Ces deux défis requièrent des changements majeurs dans la manière de traiter la variable informationnelle dans toutes ses dimensions. D’ailleurs, l’information et les données sont des concepts qui comportent une multitude de sens. Or, leur polysémie pose de nombreuses difficultés de compréhension. D’entrée de jeu, nous utiliserons donc les définitions suivantes: informer consiste à donner une forme à une matière (Lalande, 1991). Plus précisément, l’information est un ordre arraché au désordre (Von Foerster, Mead et Teuber, 1952, cité dans Gleick, 2015). Ce désordre existe à travers les données disponibles qui, justement, doivent être mises en forme. Elles représentent l’ensemble des indications permettant l’analyse ou la recherche des informations (Cros, Gardin et Lévy, 1964). Conséquemment, «l’information représente l’ensemble de données transformées de façon significative pour la personne qui les reçoit; elle a une valeur réelle qui se mesure dans les décisions et les actions prises» (Romagni et Wild, 1998, p. 92). Ainsi, que ce soit à propos de son contenu ou de son contenant, de son stockage, de sa transmission, de son partage ou de ses utilisations et répercussions, des transformations seront nécessaires dans l’organisation du travail interne, dans la prestation des services aux citoyens et dans la gestion politique des affaires municipales. S’il n’y a pas de modèle unique, le choix du modèle, en revanche, aura des incidences considérables sur ce que deviendra la vie municipale de demain.
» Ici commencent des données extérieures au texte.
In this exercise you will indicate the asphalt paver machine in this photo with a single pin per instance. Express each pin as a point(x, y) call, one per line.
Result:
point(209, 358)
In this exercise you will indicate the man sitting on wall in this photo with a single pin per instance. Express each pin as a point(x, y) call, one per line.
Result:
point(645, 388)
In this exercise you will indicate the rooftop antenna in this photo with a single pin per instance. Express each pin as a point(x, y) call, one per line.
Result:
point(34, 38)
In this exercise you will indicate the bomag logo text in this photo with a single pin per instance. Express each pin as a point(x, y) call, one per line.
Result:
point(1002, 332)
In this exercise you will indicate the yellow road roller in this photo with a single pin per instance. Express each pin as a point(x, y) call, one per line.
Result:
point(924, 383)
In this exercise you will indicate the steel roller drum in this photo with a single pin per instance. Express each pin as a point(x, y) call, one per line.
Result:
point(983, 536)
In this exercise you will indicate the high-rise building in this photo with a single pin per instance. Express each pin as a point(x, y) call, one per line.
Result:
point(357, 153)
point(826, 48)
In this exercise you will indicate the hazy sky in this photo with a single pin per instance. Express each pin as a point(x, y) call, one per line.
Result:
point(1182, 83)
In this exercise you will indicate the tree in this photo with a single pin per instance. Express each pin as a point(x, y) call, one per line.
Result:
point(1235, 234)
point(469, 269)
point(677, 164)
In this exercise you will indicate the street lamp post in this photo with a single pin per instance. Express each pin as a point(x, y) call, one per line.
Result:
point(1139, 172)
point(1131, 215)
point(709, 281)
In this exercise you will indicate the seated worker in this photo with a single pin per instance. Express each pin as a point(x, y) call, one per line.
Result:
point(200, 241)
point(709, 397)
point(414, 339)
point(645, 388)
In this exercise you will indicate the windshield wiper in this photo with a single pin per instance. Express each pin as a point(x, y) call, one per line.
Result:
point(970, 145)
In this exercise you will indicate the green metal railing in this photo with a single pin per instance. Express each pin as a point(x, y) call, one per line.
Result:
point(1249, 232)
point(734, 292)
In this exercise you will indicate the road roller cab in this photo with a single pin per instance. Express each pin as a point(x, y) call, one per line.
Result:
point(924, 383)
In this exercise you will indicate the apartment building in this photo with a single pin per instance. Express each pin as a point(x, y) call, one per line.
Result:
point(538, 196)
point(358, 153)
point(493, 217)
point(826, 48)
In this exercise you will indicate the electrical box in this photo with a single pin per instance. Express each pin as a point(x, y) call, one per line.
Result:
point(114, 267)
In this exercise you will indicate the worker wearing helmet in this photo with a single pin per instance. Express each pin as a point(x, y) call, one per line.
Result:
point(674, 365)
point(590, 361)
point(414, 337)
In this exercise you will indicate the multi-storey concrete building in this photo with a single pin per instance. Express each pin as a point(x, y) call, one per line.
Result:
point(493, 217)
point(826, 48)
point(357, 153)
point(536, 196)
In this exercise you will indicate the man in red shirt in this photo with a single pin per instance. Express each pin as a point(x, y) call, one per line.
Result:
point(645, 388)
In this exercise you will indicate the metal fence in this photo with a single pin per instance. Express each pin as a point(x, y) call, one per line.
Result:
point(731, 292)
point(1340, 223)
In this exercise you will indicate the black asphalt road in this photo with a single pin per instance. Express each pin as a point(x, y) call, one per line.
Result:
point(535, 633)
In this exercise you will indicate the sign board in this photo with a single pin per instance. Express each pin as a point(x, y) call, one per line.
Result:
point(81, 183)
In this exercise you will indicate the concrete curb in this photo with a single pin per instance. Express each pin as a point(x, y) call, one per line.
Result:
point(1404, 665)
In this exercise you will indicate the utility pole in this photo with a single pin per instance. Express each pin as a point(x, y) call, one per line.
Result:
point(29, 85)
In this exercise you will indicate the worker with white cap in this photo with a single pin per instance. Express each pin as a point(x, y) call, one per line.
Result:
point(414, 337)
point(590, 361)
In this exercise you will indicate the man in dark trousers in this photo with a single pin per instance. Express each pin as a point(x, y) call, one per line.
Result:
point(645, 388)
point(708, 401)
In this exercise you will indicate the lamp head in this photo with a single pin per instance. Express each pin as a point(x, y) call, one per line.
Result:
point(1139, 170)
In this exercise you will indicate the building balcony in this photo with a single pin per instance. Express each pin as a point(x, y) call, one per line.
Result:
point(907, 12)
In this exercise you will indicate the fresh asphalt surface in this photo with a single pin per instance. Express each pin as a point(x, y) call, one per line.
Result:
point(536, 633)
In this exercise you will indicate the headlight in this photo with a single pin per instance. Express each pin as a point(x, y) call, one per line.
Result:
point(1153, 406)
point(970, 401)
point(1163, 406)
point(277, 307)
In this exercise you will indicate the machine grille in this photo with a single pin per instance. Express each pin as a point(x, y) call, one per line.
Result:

La proximité et la richesse informationnelle: nouvelle problématique municipale
Dans la perspective de la gestion des ressources informationnelles, il faut rappeler, une fois de plus, que les municipalités sont au cœur de la vie des citoyens. Gouvernements de première ligne, les municipalités sont les organisations publiques avec lesquelles les citoyens ont le plus d’interactions. Ces derniers sont inévitablement en lien avec leur municipalité, qu’il s’agisse de la collecte des ordures, du service d’incendie, du déneigement, des loisirs ou de l’obtention de divers permis. Ce point est essentiel, car en détenant un rôle si vital et central dans l’organisation de la vie collective, les institutions municipales dépendent plus que toutes les autres organisations publiques de l’existence et du partage d’informations pour assurer leur fonctionnement journalier. En effet, même si les multiples interactions ne se traduisent pas nécessairement par des transactions, elles produisent des informations et se nourrissent d’informations. À des fins opérationnelles, elles peuvent, généralement, être segmentées autour de quatre besoins: l’information et les données servant à la prise de décision par l’administration et les élus municipaux; l’information transmise aux citoyens pour la prestation des programmes et services; l’information pour les activités internes; finalement, l’information servant à alimenter la démocratie municipale à travers la participation, la délibération, voire la coproduction des programmes et services municipaux par les citoyens et l’administration municipale. Quatre besoins qui constituent aussi quatre moments dans la vie municipale et qui se nourrissent les uns les autres.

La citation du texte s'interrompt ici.